Being primarily a printmaker, your works are highly influenced by bidimensionality. How do you play with it, specifically in regards to the space your art pieces are installed in?

I have always put myself as a limit the bidimensionality of printing, but it is interesting in fact how it turns into a driving force that allows me to extend in installations. I personally think that the term bidimensional is reductive, a single image can contain a sort of three dimensionality: how it would relate in space and the various ways it would assume. As quoting the word ‘printing’: it is banally a sheet of paper that has conventionally two dimensions but always a thickness that distracts us from its bidimensional surface. My works are designed as the union of multiple levels (like pieces of puzzle) that take shape in their own autonomy.
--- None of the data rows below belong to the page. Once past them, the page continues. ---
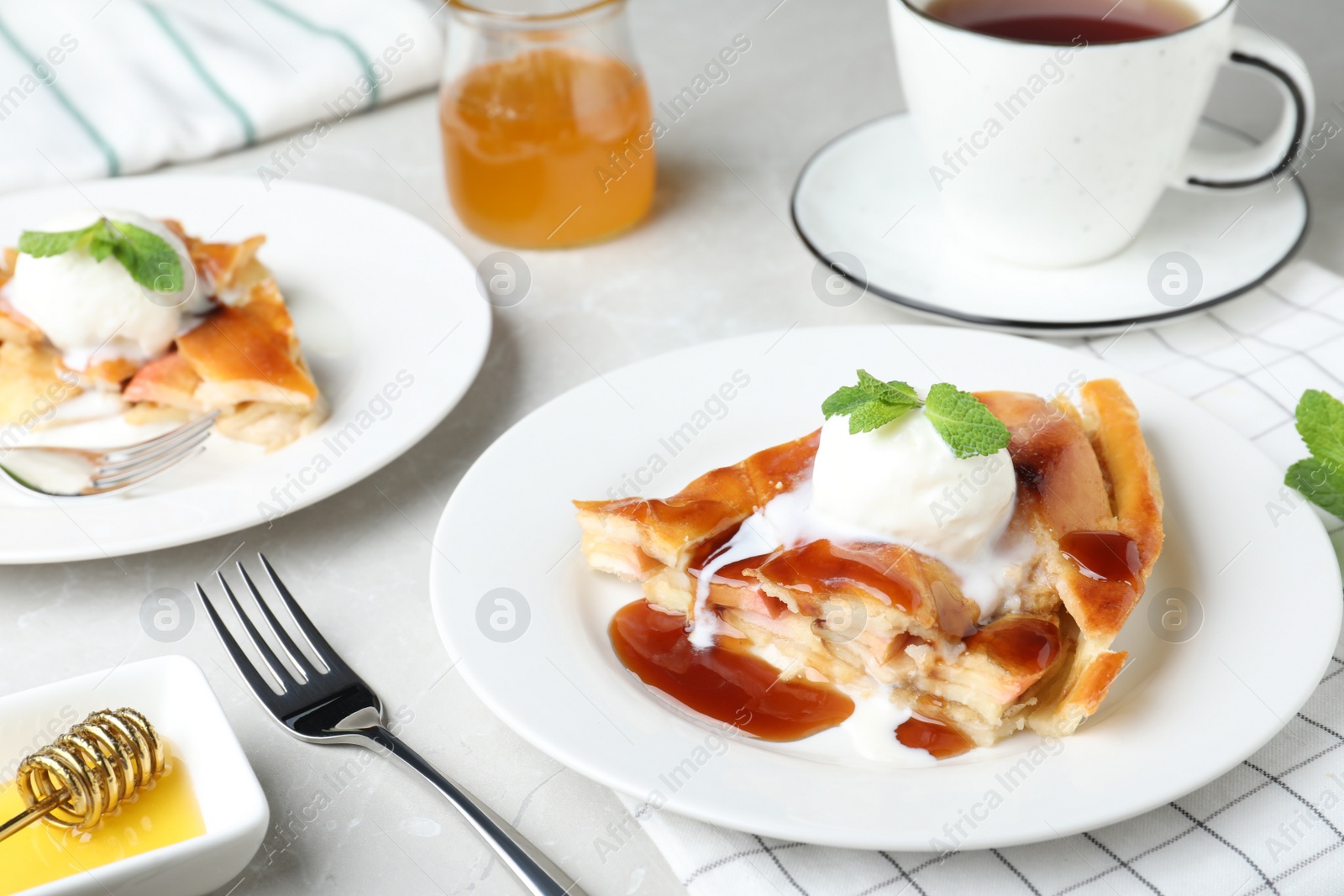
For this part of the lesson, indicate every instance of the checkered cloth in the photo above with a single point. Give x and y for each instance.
(1247, 362)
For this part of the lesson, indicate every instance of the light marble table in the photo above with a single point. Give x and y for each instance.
(718, 257)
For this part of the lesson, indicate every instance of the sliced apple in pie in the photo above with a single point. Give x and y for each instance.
(1074, 557)
(237, 355)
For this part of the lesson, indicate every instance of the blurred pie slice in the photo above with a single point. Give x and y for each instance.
(1088, 523)
(241, 359)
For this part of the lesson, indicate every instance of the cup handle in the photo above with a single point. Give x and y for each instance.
(1263, 161)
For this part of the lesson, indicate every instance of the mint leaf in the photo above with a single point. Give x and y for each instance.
(1320, 422)
(44, 244)
(893, 392)
(1320, 479)
(100, 246)
(964, 422)
(871, 403)
(148, 258)
(1320, 483)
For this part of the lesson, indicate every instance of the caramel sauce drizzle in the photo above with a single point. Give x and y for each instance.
(1105, 557)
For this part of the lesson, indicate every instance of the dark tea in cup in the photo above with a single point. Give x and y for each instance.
(1066, 22)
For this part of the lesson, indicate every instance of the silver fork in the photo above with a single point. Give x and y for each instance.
(336, 707)
(71, 472)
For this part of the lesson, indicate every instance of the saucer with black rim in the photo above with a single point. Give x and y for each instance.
(866, 206)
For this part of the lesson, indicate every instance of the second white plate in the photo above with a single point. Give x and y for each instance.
(390, 322)
(528, 621)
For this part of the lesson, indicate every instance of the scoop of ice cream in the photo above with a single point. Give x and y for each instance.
(904, 481)
(85, 305)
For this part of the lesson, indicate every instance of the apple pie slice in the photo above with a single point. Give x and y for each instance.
(882, 617)
(234, 352)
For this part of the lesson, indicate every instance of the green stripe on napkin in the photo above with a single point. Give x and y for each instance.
(335, 35)
(199, 67)
(104, 147)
I think that the bidimensional dimension in my art pieces has become a strength until today.

Your works have a recognisable photographic nature - both in their referentiality to something else and in their very process of forming. How does photography enter your creative work?

I am heavily influenced by my graphic training, so I perceive a photograph as the set of multiple images. I deal with photography as if it was a plastic material, thus a sculpture molded by digital means. I adopt a sampling method when I design my works through photography: I draw from a personal photographic archive which is catalogued into macro thematic or storylines; in some cases I extract parts of an image, may it be a color, a corner, a shape or a pixel.
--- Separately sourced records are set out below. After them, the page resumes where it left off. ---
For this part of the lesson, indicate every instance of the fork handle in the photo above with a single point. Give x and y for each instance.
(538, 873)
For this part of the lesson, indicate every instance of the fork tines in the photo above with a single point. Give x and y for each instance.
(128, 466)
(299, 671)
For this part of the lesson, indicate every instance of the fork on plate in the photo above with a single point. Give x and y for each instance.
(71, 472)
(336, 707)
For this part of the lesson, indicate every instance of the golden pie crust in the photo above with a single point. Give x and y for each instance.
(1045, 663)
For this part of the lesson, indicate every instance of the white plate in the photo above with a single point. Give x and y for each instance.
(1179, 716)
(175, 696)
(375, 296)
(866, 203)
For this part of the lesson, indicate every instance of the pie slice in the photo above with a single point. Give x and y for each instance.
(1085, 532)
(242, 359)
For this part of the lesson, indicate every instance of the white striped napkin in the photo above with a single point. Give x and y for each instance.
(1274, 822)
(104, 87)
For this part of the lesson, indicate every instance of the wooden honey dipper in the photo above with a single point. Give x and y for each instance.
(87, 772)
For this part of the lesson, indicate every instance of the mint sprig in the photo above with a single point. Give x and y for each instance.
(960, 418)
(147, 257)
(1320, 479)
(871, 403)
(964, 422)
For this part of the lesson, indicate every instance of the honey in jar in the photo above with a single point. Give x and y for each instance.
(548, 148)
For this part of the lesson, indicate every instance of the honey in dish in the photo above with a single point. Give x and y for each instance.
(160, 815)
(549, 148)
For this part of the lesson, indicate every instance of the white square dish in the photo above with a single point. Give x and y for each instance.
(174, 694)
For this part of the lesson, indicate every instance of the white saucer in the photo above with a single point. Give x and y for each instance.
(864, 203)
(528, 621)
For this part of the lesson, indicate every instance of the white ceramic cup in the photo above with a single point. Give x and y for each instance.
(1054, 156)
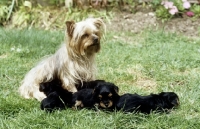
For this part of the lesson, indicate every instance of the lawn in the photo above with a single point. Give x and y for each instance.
(144, 63)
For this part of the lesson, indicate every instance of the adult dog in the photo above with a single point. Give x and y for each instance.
(72, 63)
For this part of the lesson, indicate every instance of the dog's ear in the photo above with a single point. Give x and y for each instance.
(116, 88)
(100, 24)
(70, 28)
(42, 87)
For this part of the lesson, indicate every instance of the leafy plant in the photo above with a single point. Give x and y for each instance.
(196, 9)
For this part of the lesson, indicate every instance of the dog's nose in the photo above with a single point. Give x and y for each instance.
(106, 104)
(95, 40)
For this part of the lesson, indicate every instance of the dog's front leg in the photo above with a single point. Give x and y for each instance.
(68, 86)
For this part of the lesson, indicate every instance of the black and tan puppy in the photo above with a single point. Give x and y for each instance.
(57, 97)
(94, 92)
(106, 94)
(102, 94)
(146, 104)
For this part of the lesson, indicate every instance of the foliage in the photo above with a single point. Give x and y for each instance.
(168, 9)
(145, 63)
(196, 9)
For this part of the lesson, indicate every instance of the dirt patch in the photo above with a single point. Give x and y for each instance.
(135, 23)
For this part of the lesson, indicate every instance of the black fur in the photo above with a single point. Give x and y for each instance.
(58, 98)
(155, 102)
(105, 94)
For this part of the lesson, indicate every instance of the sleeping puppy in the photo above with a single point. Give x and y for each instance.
(145, 104)
(103, 95)
(96, 92)
(57, 97)
(106, 94)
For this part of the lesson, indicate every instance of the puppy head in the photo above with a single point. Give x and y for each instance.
(84, 36)
(106, 94)
(171, 98)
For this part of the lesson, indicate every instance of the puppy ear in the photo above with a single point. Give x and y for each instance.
(70, 28)
(42, 87)
(116, 88)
What’s boring about photography as we traditionally know and understand it?

To me photography is a means to reach an objective. I think that the use of the photographic medium as a narrative of images is a very well-established way, but in some cases “boring”. In a non-traditional approach, I use photography not only as a technical tool but also as a means of expression, a stage passage that allows me to get to more complex systems.
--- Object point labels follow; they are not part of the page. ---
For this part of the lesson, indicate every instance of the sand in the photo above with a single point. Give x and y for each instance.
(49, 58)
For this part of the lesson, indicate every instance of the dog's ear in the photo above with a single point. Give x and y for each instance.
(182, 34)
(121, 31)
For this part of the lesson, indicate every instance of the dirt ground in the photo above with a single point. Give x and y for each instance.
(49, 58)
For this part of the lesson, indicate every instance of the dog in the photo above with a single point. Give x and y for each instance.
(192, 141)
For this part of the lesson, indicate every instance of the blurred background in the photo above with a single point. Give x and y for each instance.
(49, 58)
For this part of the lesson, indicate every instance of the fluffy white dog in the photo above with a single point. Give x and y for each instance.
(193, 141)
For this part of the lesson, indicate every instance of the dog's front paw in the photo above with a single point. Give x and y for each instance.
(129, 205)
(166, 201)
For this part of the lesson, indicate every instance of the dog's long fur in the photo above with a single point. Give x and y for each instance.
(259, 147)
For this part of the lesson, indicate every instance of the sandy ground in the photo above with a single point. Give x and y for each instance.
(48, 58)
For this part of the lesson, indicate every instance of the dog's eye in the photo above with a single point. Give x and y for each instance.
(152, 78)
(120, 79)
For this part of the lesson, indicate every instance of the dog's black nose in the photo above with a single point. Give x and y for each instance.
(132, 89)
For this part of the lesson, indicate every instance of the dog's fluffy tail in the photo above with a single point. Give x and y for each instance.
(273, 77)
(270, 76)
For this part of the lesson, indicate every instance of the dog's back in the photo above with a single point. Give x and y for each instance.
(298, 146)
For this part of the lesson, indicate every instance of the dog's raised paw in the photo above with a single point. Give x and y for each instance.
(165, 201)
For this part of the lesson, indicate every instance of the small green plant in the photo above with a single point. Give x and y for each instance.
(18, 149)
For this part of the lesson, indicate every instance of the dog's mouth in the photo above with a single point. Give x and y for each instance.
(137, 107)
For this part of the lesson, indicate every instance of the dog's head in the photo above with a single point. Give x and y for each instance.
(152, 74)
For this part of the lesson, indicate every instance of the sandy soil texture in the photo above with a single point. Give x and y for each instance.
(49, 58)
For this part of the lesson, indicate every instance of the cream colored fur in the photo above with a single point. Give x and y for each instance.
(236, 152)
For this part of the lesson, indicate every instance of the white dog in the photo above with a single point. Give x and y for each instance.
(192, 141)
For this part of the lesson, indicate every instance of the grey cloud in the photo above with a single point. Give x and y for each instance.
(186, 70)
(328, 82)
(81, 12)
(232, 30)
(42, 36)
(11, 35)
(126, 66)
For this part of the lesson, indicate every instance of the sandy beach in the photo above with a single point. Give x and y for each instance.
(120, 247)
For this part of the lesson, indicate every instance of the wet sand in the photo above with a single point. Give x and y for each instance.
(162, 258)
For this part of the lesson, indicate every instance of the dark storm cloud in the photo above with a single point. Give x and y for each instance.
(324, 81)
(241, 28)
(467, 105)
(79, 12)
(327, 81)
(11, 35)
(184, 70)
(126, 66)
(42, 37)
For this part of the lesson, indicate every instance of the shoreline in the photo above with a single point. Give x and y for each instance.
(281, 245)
Where’s your current research heading?

My current research is based on the concept of borders and specifically on how the environment and the physical limitation interact with each other. Together with my collective Chárōn, I am working on an exhibition that will be held next October at Spazio Lampo in Chiasso. The Chárōn project is a series of collective interventions with natural dynamics by analyzing the contemporary anthropocene. The introduction is to awaken public sensitivity through contemporary art by activating open dialogue, without advancing any activist or accusatory vision. In the recent period this type of method is increasingly present in my research; I specifically deal with the natural – landscape aspect, the anthropocene and the concept of inhabited space. This space is meant not only as a modification of ecological processes but also cultural, environmental and memorial changes.